There are other ethical criticisms that can be made of the Work From Anywhere lifestyle. While digital nomads bring a much-needed boost to tourism economies which have been ravaged by the pandemic, it’s easy to fall into the role of permanent tourist. When you are only passing through there’s little incentive to invest in the social fabric or engage meaningfully with local people. Why spend time meeting local people who might speak a different language when you have a ready-made community of digital nomads accessible via a Facebook group?

Most digital nomads are cosmopolitan, culturally sensitive and climate conscious: I would be willing to bet that most are well aware of these tensions and do what they can to mitigate them — travelling by bus and train where possible and going out of their way to engage with local culture. But as the movement grows it’s important that digital nomads find a way to bake these values into the movement as a whole.

$BEACH is a new currency for digital nomads which addresses both of these issues with every transaction. Rather than paying a 3% fee for currency conversions to Visa and Mastercard, with $BEACH, 1% of every transaction is invested into blue carbon projects like mangrove restoration, coral restoration and seaweed farms. Simply by adopting $BEACH as their currency of choice, a digital nomad can offset the emissions of their jet-set lifestyle, paying the planet, not the bank. Furthermore, via Beach Token’s worldwide beach clean partners in Brazil, Phillipines, Tonga and others (who receive a further 1% of every transaction), we invite digital nomads to join locals in organised beach cleans. Soon these cleans will be organised in partnership with forward-thinking co-living spaces so that digital nomads and locals can work shoulder to shoulder cleaning up beaches and earning $BEACH.

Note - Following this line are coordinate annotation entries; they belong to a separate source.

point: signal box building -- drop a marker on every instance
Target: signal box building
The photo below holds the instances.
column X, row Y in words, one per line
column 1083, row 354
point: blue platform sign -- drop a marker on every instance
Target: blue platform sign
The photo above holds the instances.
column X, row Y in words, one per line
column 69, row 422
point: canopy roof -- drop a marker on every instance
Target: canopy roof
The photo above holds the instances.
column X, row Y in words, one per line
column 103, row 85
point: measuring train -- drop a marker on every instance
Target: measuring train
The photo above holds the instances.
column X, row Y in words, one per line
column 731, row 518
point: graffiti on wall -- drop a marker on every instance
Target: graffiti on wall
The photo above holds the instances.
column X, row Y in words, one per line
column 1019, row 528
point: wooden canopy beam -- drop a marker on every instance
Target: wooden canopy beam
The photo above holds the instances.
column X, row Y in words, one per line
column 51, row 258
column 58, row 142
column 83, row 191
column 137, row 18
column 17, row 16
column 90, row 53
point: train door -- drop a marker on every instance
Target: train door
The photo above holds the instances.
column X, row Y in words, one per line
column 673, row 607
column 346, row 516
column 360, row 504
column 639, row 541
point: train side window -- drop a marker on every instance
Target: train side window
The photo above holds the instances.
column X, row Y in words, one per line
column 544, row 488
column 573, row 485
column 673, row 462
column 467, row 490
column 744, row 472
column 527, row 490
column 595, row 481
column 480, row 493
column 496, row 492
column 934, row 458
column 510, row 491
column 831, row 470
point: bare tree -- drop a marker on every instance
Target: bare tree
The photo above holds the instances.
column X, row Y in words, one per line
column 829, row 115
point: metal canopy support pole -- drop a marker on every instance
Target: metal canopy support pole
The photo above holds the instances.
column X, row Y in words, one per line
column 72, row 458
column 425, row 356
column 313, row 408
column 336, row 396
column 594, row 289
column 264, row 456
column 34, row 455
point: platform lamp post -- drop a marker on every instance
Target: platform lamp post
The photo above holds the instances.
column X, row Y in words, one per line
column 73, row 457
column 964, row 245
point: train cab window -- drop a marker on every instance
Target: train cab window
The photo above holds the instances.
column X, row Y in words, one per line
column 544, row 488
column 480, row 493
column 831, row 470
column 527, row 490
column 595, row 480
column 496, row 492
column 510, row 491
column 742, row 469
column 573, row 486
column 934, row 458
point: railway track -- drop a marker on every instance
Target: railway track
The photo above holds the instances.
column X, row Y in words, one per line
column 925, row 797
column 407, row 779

But Beach Token is not simply a remedy for certain issues with the digital nomad lifestyle — it’s also an opportunity to enhance it. Digital nomads who work as freelancers can tap into new markets via Beach Gig. Those who own their own ethical brands, whether it’s sustainable swimwear or dog leads made from discarded fishing tackle, can sell their products via Beach Shop. Co-living and co-working spaces who adopt $BEACH will gain prominent positioning and exclusive marketing opportunities across Beach Collective. And due to our 3% reflection rate any $BEACH earned will automatically accrue more $BEACH, allowing digital nomads to live more for less.

Ultimately, only that which sustains life can be allowed to live. If digital nomads want to go from being a flash in the pan to a global movement, they need to find a way to harmonise with the communities and ecosystems on which their stylish lifestyle depends.